Company of I Was Most Alive With You

A scene in the Huntington Theatre Company production of “I Was Most Alive With You.” Photo: T Charles Erickson.

Lucas has chosen to direct his script himself. This choice may have been driven by the playwright’s lack of confidence in either the script or a director. Unfortunately, the result is often redundancy of expression. The playwright feels the need to be sure that whatever he wrote is understood. What is on the surface, the words, are writ in bold, underlined, by the staging. Single level of meaning marginalizes underlying contradictions of emotion and metaphor. Theatre art is at best a collaboration of perceptions. Varied and multiple perceptions, of actor, director, playwright can reveal more than meets the page. Some writers are indeed their own best director: Richard Nelson, Maria Irene Fornes, Robert Wilson, come to my mind. Here, however, pacing stumbles, characters live too long on one note, and focus is compromised, not necessarily by the use of shadow interpreters, but by their placement. Stage movement, or lack of it, as in in the first act extended expository conversation, feels static or random. Characters abandon personae by moving furniture about the space like stage hands. Even the injured Knox pushes a large table, wounds ignored. Dual language theater can be a juggling act. There is the exigency to keep signers facing the audience and unblocked by others, and still keep multiple social connections and psychological implications resonating. Technical skill is the invisible engine of artistic vision. Despite admirable motivation, (and audience esteem), Lucas has not yet mastered that directorial unity.

On to the cast: Full disclosure: I have worked with Dee Nelson.

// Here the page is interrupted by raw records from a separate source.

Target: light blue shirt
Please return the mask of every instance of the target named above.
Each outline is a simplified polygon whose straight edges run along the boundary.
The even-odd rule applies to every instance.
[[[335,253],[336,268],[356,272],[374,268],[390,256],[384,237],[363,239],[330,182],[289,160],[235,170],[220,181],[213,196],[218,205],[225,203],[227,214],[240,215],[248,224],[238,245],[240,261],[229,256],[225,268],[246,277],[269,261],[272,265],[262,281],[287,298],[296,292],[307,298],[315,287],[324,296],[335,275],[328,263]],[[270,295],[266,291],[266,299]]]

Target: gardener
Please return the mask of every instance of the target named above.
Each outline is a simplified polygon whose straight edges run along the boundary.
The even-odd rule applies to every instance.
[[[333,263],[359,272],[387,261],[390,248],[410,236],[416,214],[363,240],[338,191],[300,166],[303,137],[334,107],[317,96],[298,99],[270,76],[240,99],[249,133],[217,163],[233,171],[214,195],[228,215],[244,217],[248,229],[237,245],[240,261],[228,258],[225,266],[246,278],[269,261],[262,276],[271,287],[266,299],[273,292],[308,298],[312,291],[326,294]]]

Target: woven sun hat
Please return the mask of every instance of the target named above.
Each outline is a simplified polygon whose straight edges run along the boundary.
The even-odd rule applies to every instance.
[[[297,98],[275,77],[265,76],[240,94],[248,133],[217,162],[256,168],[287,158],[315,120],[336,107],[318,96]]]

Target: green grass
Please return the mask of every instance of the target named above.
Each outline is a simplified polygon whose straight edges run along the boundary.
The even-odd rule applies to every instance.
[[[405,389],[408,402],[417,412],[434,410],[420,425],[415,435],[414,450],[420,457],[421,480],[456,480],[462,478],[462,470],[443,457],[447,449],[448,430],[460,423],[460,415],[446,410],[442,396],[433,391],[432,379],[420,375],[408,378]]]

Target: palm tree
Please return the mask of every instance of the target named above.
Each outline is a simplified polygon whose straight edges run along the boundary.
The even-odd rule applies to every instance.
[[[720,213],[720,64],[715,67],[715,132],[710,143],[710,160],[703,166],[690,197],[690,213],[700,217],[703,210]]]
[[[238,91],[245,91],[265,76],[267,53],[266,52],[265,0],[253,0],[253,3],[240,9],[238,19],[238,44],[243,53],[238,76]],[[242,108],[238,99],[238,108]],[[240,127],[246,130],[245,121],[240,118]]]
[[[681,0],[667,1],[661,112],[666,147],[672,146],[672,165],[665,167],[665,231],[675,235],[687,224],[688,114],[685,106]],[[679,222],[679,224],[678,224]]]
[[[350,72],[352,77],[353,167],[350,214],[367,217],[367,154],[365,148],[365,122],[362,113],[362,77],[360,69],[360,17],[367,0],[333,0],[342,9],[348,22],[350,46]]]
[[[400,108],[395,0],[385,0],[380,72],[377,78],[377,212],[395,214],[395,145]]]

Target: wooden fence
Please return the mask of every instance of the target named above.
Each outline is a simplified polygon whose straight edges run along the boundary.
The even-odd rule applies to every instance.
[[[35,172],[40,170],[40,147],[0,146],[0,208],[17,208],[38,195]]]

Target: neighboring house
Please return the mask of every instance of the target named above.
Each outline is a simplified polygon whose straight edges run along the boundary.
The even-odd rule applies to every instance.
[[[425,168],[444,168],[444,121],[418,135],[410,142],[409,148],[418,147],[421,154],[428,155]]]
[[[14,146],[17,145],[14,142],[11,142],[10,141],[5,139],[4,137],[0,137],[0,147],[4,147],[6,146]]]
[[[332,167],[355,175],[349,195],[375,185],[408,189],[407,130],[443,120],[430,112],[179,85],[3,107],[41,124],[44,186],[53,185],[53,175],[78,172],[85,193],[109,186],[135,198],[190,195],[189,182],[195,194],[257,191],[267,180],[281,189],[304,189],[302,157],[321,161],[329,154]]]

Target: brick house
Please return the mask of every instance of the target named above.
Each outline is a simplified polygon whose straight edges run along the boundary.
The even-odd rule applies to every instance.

My admiration for her luminescent talent is undimmed. She brings requisite humour and an edge of desperation to her role as Pleasant, ironic though the name is. Nancy E. Carroll as Carla sustains a deep simplicity. There is not a touch of sentimentality in her clearheaded personification. Steven Goldstein spins his family dynamics with paternal vigor. Marianna Bassham, Tad Cooley, and Gaeela Wright, the other speaking actors, give strength to the ensemble and, despite occasional moments of awkward staging, offer Knox reasonable accommodation. Russell Harvard, as Knox, deserves another mention. His magnificent act one riff in full body ASL, accented by visual lyricism and balladry, is an astonishing sensory spectacle. After his injury, when he no longer signs, but speaks, we are profoundly aware of how much is lost.

Not to be left unnoticed are the four shadow interpreters, Joey Caverly, Amelia Hensley, Monique Holt, and Christopher Robinson, who must transmit dialogue, mood, and substance of characters in another language, without overshadowing them. Each interpreter is artistically and linguistically proficient, and several, notably Christopher Robinson, are accomplished actors, delineating their theatrical responsibilities with aplomb.

I Was Almost Alive With You is to be commended for its respect for America Sign Language, and its determination to make an enduring statement about the human condition. In art, regrettably, determination is only a beginning.


Joann Green Breuer is artistic associate of the Vineyard Playhouse.

1 Comment

  1. Bill Marx, Arts Fuse Editor on June 16, 2016 at 8:45 am

    I saw the production and would agree with a lot of what Joann Green Breuer says. I would add that Job has a strong dramatic conflict that Lucas doesn’t make use of. (Aside from the isolated, easily dismissed skepticism of Pleasant.) In the story, God has been (inexplicably) tempted into testing the loyalty of the true blue Job: the ‘Devil’ insinuates that Job, his good fortune destroyed, will blaspheme God. In his misery, Job is beset with some fair weather friends — “tempers” of a sort — all of whom hammer away at Job, suggesting that he must have done something wrong, that he is at fault. If only he can come up with where he went wrong. Job withstands the condescending needling (there is an element of black comedy here), which earns him his grand but dismissive response from God. Here is where I may depart a bit from Joann — Job is not about life (unless it is a celebration of the bare minimum — no family, no money, physical torment, no future), but about the human demand for an answer. And Job’s tenacity earns him one — one of the most magnificent speeches in the Bible.